Prices for U.S. government debt trimmed gains on the data.
The dollar briefly pared gains against the euro, while stocks on Wall Street were lower as investors focused on Moody’s warning on France’s credit rating and slow growth in China.
Gasoline prices jumped 4.2 percent, the largest gain since March, after dropping 1 percent in August.
Economists, however, dismissed the spike in gasoline, saying it was attributed to how the data was adjusted to try to smooth seasonal volatility.
“It probably did not point to a new trend to higher inflation,” said Gary Thayer, chief macro strategist at Wells Fargo Advisors in St. Louis, Missouri.
But some said there was a risk that data on Wednesday could show an upside surprise in September consumer prices.
The consumer price index likely rose 0.3 percent last month, according to a Reuters survey, after increasing 0.4 percent in August.
INFLATION SEEN CONTAINED
The strong rise in wholesale prices last month is unlikely to spark a broad increase in inflation pressures given the weak economic environment.

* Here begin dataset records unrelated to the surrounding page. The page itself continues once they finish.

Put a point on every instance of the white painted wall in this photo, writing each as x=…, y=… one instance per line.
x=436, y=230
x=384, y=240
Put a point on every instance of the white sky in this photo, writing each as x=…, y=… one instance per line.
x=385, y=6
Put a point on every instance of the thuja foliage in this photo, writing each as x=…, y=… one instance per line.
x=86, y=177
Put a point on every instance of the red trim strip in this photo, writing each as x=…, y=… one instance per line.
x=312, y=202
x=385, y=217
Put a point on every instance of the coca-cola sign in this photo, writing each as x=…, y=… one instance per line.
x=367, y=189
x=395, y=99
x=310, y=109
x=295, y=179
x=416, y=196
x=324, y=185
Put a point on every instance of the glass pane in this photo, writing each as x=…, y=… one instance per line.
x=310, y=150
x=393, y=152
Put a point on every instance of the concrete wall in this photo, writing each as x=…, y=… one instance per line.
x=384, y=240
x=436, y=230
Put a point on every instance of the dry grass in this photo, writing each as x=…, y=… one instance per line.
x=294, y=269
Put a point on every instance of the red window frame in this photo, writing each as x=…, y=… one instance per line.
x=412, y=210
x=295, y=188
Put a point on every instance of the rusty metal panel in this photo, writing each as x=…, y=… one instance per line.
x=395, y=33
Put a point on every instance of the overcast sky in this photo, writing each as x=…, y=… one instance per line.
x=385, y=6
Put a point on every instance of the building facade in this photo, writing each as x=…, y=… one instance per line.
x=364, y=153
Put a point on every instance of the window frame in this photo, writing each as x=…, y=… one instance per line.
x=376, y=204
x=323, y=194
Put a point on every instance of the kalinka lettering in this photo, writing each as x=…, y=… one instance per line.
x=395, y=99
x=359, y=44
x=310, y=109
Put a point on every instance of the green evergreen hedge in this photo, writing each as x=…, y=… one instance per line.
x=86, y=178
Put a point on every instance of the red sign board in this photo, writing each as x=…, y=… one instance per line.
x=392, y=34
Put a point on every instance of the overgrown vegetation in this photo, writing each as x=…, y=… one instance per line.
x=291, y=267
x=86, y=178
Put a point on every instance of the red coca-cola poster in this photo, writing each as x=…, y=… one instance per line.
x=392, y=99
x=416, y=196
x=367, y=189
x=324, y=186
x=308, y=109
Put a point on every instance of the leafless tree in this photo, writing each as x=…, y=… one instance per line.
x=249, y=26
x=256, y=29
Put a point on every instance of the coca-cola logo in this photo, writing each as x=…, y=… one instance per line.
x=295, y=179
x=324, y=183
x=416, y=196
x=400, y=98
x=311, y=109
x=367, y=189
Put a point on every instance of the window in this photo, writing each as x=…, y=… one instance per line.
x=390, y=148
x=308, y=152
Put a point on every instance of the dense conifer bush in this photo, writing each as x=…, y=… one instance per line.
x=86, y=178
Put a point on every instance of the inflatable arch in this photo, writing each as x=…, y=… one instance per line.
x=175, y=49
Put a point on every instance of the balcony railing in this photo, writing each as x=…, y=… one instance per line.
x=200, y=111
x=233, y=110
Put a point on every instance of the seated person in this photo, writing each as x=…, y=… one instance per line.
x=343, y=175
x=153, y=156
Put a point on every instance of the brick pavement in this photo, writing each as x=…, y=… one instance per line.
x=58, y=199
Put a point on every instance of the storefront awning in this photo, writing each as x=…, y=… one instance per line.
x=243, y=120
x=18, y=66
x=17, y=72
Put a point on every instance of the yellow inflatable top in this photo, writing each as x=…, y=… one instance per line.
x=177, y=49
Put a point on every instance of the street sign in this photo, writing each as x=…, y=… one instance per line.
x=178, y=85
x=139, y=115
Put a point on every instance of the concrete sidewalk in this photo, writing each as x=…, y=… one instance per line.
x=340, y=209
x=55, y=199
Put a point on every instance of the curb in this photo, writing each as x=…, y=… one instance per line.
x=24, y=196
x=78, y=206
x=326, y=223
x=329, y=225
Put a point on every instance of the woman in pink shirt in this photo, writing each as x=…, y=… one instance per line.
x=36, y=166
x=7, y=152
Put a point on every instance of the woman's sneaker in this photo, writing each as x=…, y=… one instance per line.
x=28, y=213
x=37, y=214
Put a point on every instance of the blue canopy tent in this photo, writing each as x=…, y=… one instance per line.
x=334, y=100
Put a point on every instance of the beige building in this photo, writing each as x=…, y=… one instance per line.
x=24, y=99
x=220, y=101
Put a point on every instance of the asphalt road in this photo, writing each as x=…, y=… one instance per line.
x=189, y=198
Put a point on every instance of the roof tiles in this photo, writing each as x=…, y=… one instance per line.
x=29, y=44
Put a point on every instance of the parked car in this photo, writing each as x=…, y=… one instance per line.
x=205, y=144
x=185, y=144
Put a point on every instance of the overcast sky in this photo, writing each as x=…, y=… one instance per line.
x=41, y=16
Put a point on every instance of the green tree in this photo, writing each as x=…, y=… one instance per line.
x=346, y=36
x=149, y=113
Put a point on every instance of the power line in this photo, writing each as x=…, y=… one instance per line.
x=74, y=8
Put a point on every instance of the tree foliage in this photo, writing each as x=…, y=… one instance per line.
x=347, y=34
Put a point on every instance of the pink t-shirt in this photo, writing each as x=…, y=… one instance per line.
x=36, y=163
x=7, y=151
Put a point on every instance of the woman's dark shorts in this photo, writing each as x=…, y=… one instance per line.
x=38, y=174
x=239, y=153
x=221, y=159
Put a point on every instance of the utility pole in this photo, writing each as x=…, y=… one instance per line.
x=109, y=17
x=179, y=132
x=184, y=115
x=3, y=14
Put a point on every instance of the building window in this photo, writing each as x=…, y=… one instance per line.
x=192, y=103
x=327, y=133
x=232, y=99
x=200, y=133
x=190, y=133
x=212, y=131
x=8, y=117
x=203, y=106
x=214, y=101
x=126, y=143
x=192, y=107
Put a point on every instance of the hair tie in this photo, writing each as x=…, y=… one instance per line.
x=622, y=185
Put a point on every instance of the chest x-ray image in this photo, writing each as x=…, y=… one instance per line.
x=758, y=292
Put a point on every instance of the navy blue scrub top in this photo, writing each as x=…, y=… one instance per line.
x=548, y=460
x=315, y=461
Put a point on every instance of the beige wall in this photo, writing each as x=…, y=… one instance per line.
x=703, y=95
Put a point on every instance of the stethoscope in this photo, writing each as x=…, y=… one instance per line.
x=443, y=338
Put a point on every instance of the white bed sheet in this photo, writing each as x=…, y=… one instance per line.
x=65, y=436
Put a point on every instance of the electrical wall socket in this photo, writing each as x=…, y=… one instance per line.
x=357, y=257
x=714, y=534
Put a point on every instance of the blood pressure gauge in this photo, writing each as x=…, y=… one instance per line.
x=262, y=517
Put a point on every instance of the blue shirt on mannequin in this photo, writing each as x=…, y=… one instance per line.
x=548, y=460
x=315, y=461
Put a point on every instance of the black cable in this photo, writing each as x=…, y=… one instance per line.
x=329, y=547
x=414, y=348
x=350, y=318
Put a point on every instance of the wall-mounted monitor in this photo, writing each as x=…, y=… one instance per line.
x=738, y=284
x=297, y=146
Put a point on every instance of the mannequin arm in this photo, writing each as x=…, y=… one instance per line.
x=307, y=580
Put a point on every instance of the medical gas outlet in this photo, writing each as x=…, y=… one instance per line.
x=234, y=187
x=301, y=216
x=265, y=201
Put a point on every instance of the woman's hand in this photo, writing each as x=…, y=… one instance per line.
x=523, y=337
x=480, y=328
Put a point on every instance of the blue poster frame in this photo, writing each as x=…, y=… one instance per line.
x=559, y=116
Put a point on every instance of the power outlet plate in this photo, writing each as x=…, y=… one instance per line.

It will probably have little impact on the Federal Reserve, which focuses on core consumer inflation, as it weighs further options to help the anemic recovery and pull down an unemployment rate stuck above 9 percent.
Pressure on the U.S. central bank for further monetary stimulus has lessened in recent weeks as retail sales and the trade balance data suggested economic growth accelerated in the third quarter after the second quarter’s tepid 1.3 percent annual rate.
Economists estimate gross domestic product grew at an annual pace of anywhere between 2.3 percent and 2.7 percent in the third quarter.
The economy’s improving tone is starting to filter through to the ailing housing market. Home-builder sentiment rose this month to its highest level in nearly 1-1/2 years, the National Association of Home Builders said in a separate report.
The NAHB/Wells Fargo Housing Market index rose to 18, the highest level since May 2010, from 14 in September. Economists had expected the index to only rise to 15.
Still it remained below 50, meaning more builders view market conditions as poor.
Last month, food prices rose 0.6 percent, slowing from a 1.1 percent rise in August.
In the 12 months to September, producer prices increased 6.9 percent, accelerating from August’s 6.5 percent advance.
Wholesale prices outside of food and fuel were bumped up by a 0.6 percent rise in light motor trucks — accounting for a third of the rise in the core PPI measure. Light trucks had risen 0.1 percent in August.
Passenger car prices fell 0.5 percent after slipping 0.4 percent in August. Disruptions to production wrought by the March earthquake in Japan caused car prices to spike early this year.
In the 12 months to September, core producer prices rose 2.5 percent after increasing by a similar margin the prior month. The rise was above economists’ expectations for a 2.4 percent advance.